Right now I’ve done over 6 million (6036472) and I’ve only got to the end of the projects beginning with the letter “g”. Using some simple (i.e. inaccurate) math – it will take me another 7 days to finish importing everything I could guess the language code and parse.
The process is driven by a dedicated php script I wrote. PHP because the rest of my code is php, and I wasn’t going to rewrite things in bash :) Turns out that it works pretty well. At first I thought I was going to run out of memory, the script quickly ate up 5% of RAM, but over the next few days it went back down and now sits at a comfortable 1.8%.
I ran it manually (not through apache, actually apache isn’t allowed to read that script at all) in a screen session, which is one of the reasons I had to stop the first import attempt (that was in a plain terminal).
The other reason I had to restart the import was my MySQL configuration. Given that I’m not a database guy my MySQL was always using the minimum amount of resources, the defaults from my-small.cnf in Slackware. I’ve replaced that with my-huge.cnf and that had a very nice effect: no more swapping!

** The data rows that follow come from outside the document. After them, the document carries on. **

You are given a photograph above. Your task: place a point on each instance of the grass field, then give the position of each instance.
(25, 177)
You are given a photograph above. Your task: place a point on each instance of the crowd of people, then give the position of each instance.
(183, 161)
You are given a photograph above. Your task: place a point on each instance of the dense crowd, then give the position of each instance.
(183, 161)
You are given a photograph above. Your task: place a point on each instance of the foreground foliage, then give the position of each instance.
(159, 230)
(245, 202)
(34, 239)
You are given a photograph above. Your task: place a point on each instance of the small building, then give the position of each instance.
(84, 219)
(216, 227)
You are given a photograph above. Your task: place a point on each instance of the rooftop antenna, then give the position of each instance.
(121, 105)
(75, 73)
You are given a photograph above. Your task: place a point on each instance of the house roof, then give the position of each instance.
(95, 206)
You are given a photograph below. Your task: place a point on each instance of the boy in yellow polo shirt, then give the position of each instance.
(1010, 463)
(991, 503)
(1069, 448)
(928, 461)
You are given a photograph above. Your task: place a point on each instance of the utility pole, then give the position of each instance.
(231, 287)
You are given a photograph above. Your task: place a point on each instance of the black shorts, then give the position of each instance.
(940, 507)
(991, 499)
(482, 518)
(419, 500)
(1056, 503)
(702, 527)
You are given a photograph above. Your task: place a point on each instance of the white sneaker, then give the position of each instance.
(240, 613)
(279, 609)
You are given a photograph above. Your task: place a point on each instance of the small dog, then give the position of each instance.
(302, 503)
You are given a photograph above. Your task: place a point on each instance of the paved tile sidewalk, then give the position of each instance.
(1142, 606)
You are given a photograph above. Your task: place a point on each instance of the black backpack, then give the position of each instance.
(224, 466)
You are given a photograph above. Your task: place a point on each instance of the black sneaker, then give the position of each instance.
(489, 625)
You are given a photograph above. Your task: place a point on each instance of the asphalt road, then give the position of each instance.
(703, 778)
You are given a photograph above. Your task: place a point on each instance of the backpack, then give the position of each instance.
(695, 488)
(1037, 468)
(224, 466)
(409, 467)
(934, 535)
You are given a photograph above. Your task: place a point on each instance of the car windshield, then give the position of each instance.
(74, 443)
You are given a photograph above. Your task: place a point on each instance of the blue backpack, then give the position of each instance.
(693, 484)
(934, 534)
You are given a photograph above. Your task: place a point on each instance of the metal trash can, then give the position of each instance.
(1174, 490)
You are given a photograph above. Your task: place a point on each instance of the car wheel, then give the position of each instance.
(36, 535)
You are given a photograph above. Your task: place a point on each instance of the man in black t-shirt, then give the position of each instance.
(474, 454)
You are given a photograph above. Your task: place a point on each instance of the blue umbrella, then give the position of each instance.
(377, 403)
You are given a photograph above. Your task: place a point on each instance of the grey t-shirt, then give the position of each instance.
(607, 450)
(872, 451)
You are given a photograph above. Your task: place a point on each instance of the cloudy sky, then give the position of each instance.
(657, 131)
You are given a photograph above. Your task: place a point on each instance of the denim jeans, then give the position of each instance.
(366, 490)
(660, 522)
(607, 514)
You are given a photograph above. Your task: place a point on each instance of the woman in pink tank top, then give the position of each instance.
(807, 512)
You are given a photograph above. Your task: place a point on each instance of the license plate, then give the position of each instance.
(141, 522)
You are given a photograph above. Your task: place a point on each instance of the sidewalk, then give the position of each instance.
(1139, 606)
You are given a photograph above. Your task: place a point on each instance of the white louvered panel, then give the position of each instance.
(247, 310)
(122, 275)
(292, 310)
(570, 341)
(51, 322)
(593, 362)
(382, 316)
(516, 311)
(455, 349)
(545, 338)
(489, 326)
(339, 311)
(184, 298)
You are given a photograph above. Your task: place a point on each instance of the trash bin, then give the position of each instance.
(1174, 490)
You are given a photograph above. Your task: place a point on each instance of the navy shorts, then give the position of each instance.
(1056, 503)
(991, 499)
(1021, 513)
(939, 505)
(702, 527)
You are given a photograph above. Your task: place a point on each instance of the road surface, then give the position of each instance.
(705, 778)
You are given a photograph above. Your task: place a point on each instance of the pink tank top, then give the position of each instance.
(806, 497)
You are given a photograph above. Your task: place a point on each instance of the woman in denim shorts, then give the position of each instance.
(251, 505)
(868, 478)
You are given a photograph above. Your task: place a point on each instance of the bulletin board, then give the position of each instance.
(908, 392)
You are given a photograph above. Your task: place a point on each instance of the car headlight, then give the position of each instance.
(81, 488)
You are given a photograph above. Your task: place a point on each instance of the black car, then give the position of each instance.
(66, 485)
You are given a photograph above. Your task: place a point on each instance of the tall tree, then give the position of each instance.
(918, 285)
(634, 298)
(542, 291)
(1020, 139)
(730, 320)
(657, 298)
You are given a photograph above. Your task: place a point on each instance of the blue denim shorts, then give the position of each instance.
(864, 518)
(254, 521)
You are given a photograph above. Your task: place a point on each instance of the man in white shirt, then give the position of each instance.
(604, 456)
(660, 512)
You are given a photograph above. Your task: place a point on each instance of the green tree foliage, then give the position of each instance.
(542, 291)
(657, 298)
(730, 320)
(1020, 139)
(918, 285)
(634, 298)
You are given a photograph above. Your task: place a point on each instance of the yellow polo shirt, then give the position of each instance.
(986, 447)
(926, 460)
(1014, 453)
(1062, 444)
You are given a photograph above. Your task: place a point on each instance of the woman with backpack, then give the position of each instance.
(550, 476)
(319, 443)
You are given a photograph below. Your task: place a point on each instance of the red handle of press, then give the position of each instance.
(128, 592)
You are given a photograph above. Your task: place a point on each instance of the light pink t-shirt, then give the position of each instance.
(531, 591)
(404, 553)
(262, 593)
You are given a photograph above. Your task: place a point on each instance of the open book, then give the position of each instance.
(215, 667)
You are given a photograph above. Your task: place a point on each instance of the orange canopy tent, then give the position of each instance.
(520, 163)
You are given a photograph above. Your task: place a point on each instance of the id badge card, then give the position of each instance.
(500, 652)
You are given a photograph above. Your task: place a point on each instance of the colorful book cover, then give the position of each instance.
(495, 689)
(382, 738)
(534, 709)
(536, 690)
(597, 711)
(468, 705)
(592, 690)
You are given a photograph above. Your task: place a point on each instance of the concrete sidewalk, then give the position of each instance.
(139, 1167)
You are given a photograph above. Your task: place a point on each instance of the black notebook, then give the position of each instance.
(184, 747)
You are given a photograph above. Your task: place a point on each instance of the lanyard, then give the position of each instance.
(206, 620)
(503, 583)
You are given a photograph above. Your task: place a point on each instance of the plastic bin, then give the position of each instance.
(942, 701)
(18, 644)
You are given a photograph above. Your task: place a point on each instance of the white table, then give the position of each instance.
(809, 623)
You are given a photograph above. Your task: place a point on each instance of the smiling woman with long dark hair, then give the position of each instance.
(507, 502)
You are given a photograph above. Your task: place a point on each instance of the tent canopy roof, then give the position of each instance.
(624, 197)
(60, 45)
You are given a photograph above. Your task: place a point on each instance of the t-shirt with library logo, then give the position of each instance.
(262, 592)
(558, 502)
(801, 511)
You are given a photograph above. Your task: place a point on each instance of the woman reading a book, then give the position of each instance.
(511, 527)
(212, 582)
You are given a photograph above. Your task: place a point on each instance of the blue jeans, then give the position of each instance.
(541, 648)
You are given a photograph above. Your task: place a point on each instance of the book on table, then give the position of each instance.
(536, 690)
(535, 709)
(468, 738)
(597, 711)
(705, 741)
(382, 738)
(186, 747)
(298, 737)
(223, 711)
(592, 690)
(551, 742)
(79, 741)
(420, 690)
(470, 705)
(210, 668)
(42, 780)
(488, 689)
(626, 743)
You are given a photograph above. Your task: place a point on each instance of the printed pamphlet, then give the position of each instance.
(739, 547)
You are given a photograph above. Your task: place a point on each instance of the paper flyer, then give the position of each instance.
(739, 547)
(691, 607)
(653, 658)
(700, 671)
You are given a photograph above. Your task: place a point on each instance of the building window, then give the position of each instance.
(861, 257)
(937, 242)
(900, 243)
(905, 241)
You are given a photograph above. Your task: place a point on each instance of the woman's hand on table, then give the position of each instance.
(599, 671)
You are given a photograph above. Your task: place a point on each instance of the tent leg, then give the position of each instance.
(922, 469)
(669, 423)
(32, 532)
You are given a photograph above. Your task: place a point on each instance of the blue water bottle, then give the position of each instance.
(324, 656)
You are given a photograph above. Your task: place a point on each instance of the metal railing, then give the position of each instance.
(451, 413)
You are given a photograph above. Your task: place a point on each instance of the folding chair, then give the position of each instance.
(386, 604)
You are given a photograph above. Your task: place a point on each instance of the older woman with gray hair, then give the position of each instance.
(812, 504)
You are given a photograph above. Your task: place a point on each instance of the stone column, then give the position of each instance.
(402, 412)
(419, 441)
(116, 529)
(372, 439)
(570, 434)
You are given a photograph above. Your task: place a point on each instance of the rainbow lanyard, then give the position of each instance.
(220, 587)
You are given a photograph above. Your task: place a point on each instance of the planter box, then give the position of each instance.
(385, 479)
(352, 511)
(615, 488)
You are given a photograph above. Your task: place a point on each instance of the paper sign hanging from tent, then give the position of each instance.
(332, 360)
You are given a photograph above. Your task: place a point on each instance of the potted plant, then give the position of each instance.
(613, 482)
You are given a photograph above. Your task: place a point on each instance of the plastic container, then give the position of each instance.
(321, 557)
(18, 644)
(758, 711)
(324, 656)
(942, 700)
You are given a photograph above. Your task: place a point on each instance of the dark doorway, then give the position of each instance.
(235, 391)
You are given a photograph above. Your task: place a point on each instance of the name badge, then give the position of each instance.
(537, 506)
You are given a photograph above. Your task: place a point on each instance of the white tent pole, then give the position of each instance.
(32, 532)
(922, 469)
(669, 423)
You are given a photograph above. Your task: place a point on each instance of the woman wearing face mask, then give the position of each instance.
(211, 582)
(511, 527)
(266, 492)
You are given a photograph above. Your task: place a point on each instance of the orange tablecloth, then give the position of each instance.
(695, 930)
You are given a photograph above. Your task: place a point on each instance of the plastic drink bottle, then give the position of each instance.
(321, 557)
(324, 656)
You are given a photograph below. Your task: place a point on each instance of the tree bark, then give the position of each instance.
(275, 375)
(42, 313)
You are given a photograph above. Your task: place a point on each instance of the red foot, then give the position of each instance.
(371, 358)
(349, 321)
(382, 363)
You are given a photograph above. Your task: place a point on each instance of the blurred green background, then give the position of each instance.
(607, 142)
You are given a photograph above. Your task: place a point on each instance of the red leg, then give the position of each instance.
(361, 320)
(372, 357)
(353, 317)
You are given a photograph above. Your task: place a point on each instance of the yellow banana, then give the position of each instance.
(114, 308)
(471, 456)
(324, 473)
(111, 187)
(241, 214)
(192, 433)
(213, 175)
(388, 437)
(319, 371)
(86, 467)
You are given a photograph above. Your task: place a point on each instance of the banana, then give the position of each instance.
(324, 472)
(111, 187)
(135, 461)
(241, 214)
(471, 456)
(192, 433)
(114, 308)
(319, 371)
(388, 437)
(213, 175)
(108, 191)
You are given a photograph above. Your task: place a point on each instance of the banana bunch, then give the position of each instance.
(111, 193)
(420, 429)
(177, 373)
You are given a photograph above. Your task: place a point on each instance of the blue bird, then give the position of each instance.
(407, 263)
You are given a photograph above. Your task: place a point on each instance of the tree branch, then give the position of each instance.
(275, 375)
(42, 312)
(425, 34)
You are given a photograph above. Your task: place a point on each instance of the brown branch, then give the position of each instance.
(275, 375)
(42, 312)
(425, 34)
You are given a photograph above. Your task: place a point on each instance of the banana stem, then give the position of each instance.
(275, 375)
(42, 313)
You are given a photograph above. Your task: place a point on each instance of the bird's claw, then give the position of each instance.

In the first attempt after about a day MySQL was using 120% of my CPU (dual-core). Now even after 6 days and 6 million strings inserted it’s using on average 15% of CPU and 25% of RAM. Everything else on the server (Apache, Sendmail, Imapd, etc) seem to be completely unaffected by the very heavy process.
One sucky thing about migrating from my-small.cnf to my-huge.cnf was that the Innodb backends are incompatible. So I had to:
- figure this out,
- reconfigure the server using the old settings,
- dump the OSTD database into plain text SQL,
- delete the backend,
- reconfigure MySQL with the new settings, and
- import the old SQL from the plain text
Luckily OSTD was the only MySQL user that was using the Innodb backend. So none of my blogs were affected. Though it all worked out fine in the end – I’m quite surprised that there is no automagic way to “upgrade” the Innodb backend. It’s bizzare to me that in this day and age of the cloud and enterprise scalability my storage backend woult be tied to MySQL memory settings.
I’ve started to clean up the site in preparation for the completion of the import, when I’ll be announcing its release. Still not sure if I’m going to register a domain for it or not, but probably not at first.